Editor’s Pick: IronCAD Releases Next Generation Design Collaboration Suite

New drafting component integrates 2D mechanical detailing and 3D model data.

New drafting component integrates 2D mechanical detailing and 3D model data.

By Anthony J. Lockwood

Dear Desktop Engineering Reader:

 

IronCAD recently released the 2011 edition of its Design Collaboration Suite of product development applications. This series of products receives short-shrift from the US CAD/CAM media, but it deserves more attention. The IronCAD line is widely deployed outside the US, especially in China, a nation which, I admit, has hardly had an effect on US manufacturing over the years (not!). Snarks on all of us aside, IronCAD’s Design Collaboration Suite 2011 XG (Next Generation) deserves a bit of your time. Here’s why.
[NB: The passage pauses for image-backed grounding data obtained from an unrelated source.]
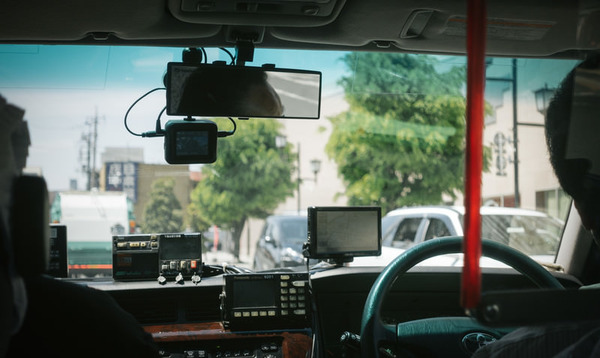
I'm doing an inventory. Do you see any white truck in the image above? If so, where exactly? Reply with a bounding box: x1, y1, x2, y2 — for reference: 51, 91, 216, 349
50, 191, 135, 277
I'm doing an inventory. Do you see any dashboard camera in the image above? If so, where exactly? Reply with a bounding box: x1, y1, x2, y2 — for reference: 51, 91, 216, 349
165, 120, 218, 164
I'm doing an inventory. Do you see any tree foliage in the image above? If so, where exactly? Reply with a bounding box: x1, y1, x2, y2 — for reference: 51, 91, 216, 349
188, 119, 294, 257
142, 178, 183, 233
327, 53, 465, 212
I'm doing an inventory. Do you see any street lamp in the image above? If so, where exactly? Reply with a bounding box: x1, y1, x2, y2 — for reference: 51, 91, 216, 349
533, 83, 556, 116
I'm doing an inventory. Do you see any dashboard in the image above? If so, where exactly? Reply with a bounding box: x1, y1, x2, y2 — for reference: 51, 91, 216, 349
81, 267, 579, 358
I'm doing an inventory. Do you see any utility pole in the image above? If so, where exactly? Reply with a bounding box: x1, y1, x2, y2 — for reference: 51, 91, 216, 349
512, 58, 521, 208
80, 108, 98, 191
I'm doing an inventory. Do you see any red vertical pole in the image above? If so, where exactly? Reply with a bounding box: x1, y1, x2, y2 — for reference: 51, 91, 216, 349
461, 0, 486, 309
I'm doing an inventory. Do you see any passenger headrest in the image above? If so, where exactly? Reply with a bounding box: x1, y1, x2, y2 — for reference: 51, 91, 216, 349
10, 175, 50, 278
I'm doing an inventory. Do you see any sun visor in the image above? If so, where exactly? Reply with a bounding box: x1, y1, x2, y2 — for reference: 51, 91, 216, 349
565, 67, 600, 176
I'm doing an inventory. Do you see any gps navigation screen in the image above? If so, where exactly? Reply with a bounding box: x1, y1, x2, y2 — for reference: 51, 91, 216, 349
309, 207, 381, 258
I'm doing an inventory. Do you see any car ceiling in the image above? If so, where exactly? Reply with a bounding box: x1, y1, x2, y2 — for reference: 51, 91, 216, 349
0, 0, 600, 57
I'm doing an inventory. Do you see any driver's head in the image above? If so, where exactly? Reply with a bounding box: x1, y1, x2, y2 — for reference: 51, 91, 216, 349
546, 56, 600, 244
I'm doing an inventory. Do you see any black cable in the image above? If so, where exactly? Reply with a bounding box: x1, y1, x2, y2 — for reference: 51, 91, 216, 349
217, 117, 237, 138
219, 47, 235, 65
123, 87, 167, 137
IronCAD Design Collaboration Suite 2011 XG has three major components that install simultaneously: IRONCAD for full-featured detail design; INOVATE for creating, modifying, interrogating, and communicating 3D designs; and an interesting new product called IRONCAD DRAFT, which I’ll get back to in a moment. There’s also an integrated EDM solution for managing CAD and related engineering project data in-house and over the web, viewers, add-on native file translators, and optional third-party applications for extended functionality like CAE. Worthy as the entire suite is, I’m going to let you learn about it from today’s Pick of the Week write-up because it’s IRONCAD DRAFT that you’ll really want to know about.

From its name, you correctly infer that IRONCAD DRAFT is production-level 2D mechanical detailing component. Yes, it has all the 2D creation and editing tools for lines, arcs, circles, polygons, splines,  reference entities such as centerlines and hatch patterns, and whatnot that you’d expect.
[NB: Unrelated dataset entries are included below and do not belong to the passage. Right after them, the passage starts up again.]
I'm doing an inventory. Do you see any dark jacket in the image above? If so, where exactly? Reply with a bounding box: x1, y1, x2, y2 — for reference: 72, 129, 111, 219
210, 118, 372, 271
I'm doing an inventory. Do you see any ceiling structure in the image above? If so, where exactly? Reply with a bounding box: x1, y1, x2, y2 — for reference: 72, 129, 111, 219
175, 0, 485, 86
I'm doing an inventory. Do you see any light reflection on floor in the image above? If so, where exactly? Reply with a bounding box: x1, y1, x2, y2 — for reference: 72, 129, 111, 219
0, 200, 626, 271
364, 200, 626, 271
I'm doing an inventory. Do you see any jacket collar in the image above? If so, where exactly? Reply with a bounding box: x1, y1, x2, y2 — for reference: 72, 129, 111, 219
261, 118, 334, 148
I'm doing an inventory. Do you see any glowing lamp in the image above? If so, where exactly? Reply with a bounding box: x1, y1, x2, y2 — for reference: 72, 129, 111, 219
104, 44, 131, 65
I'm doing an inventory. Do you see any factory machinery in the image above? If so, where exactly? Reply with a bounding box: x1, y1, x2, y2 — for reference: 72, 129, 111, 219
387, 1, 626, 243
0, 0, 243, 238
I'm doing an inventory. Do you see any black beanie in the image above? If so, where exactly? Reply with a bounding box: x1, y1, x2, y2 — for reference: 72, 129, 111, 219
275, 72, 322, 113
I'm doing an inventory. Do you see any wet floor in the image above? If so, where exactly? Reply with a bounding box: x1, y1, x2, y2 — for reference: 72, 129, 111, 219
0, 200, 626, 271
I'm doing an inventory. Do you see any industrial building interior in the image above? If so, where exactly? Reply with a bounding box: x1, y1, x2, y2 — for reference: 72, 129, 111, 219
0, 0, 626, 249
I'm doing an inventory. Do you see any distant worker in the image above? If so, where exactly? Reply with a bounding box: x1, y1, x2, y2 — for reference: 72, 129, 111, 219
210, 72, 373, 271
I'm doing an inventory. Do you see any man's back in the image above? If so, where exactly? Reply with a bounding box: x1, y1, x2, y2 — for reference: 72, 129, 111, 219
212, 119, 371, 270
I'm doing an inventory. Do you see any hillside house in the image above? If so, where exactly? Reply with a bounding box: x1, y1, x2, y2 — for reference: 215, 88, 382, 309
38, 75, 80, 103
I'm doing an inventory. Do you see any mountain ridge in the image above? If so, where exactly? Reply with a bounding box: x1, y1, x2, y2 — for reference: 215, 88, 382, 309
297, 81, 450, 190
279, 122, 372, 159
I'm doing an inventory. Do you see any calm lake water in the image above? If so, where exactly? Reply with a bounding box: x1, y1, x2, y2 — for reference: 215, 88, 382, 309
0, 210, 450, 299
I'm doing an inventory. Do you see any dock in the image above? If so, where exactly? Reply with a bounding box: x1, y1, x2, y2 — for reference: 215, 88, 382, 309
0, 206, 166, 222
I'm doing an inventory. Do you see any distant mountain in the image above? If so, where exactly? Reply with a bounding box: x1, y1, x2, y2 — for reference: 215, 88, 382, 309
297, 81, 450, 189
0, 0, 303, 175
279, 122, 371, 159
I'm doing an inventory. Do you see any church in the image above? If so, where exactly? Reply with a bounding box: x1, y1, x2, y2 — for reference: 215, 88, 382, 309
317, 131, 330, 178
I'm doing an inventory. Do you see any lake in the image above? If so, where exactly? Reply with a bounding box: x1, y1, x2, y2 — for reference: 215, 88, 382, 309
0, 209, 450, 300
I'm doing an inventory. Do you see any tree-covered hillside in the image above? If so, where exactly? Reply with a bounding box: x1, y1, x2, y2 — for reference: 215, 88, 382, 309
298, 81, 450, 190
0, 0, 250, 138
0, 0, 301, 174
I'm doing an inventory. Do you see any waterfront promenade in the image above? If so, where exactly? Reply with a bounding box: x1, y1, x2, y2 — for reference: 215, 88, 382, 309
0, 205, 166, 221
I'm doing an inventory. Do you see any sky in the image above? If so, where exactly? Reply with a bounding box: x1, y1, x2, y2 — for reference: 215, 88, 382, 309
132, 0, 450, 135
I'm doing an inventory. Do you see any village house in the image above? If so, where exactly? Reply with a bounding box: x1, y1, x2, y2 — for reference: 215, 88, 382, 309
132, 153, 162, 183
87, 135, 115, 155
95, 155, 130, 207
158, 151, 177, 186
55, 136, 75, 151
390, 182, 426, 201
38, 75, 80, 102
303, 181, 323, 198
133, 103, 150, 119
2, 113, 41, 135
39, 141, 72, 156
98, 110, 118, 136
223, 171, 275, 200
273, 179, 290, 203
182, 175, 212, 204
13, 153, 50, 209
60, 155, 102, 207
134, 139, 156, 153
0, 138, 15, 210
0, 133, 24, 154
What makes IRONCAD DRAFT cool is that it has an integrated 3D collaboration component that lets you view, assemble, analyze, annotate,  render, and reference 3D model data with full associativity with the 3D data. In other words, you can leverage associative 3D data in your 2D detailing. Combine this with IronCAD’s well-regraded file translators and editing flexibility, and this means you have an integrated multi-CAD 2D/3D development process. Tell the sales engineers they can reach out to wider bunch of potential clients.

A developer that earned its chops in 3D recognizing that 2D is not only a vital component of the process but that 2D technology is not,  never was, and ain’t gonna be dead and then weaving 2D/3D functionality together sounds like good stuff to me. And that’s why I recommend that you should take a break and get acquainted with IronCAD Design Collaboration Suite 2011 XG. You might even want to sign up and download an evaluation unit from the links in the write-up. (I did. It’s a painless affair.) Also go to the Support Center link, scroll down a hair, and go the IronCAD Learning Annex and watch a few videos to see how various parts of the suite operate.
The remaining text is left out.